I also wanted to touch on some of the things I did to improve the graph UX:
New nodes are placed randomly in a circle around the node that was clicked. I tried having nodes “stream” in but I found it more annoying than having it all appear instantly
If there are multiple edges between the same actor, they are grouped together and the width of the existing edge is increased
Node size scales logarithmically with its degree
Nodes (Actors) are grouped together by their common movies. This one is a bit tricky, but basically if two nodes are in the same movie, we create invisible “pseudo” edges between them so that they are attracted to eachother. This results in the nice grouping by movie around an actor (otherwise, it would all be random)
This isn’t a huge surprise, but LLMs work best when you already know what you want to do.

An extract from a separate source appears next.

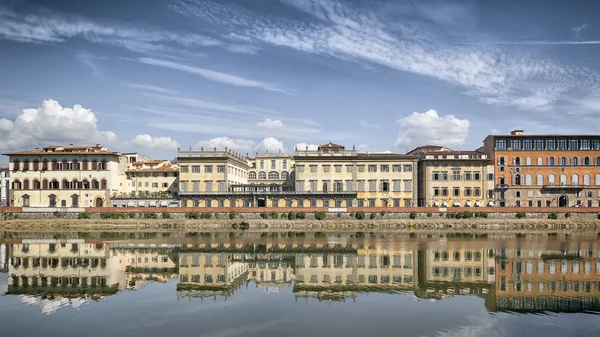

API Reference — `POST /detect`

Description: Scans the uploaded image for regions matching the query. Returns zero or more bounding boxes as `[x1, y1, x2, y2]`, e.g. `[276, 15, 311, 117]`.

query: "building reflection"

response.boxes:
[0, 237, 600, 313]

For example, it really did speed up my FE + BE development since I knew exactly what I wanted to do, and could tell at a glance when it gave me good advice or BS.
On the other hand, I struggled with the production deployment. Even though it really isn’t difficult to set up NGINX, I just didn’t know how to set up a VM in general and the LLM (I used chatGPT mainly) often led me down the wrong paths. After a bit of research I realized all I needed was to set up NGINX + certbot directly on my VM, and have a simple config that proxied either to my backend (/api/) or frontend.